Some players find the EVE experience so unique and engaging that sharing it with other people becomes a primary part of their gameplay loop. This is something that I personally experienced in my early days, trying to find my own place in the game. Everything I did in EVE felt so unique and different from what I’d seen in other games that I found myself constantly talking to my real-life friends about it, whether they wanted to hear it or not. I loved telling stories about my experiences in EVE so much that I decided to apply for a writing position at an EVE Online-focused news site.
Before this point, I had never really written anything that was intended for a wide audience. I had written papers for school and posted on online role-playing forums, but had never written anything that I thought tens of thousands of people would ever read. This part-time “job” I picked up to tell my stories paid out in in-game credits, which was helpful to my burgeoning career as a spaceship pilot, so it killed two birds with one stone. I was satisfied with my decision and didn’t think it would go any further than that.
Then the unexpected happened. My dedication to the game soon blossomed into a freelance writing career. I began contributing to several major video game news outlets, chronicling the grand EVE narrative from my perspective. My stories about EVE have now been read by hundreds of thousands of people around the world. I’ve even traveled to Reykjavik, Las Vegas, and Toronto, and other places in search of more stories to tell about the game. I’ve been able to hone my skills as a writer and I’ve gained more confidence, all thanks to my years playing EVE Online. As you might have guessed, I am a massive believer in the EVE Effect.

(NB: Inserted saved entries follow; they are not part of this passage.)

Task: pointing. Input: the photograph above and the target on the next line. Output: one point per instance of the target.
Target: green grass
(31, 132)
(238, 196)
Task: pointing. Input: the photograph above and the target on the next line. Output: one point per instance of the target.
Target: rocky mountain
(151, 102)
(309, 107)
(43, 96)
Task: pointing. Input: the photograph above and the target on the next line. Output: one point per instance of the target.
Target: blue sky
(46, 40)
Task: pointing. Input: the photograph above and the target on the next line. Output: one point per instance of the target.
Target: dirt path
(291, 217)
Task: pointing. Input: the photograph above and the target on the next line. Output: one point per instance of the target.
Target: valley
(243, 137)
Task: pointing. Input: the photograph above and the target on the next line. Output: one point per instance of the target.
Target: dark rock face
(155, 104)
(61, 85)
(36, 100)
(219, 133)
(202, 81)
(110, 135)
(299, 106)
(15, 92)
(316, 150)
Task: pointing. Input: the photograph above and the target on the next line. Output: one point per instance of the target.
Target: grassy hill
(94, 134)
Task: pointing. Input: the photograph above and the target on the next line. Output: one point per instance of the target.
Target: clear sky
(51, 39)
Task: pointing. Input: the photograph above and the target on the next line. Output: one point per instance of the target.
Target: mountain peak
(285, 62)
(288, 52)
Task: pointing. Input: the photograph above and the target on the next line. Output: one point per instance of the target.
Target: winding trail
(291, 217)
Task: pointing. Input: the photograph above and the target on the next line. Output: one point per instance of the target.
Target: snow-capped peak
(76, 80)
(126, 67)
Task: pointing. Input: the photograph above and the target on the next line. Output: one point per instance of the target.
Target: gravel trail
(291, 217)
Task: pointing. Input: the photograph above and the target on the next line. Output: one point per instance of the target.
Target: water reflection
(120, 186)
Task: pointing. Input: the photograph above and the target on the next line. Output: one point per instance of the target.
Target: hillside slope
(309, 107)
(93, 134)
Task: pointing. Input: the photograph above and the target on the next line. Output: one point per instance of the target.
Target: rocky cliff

One of the most common sentiments shared among the player base, beyond the usual “spreadsheets in space” joke, is that EVE is a game that fascinates people outside that don’t even play it. If there was a list of people’s favorite games that they have never played, EVE would surely be near the top. The reason that people are drawn to EVE is, for the most part, the same reason that the EVE Effect exists. The stakes when playing EVE are very high, and because of that, the bonds that people share in the game, and the lengths that people will go to learn skills that give them an edge, are greater than in other games.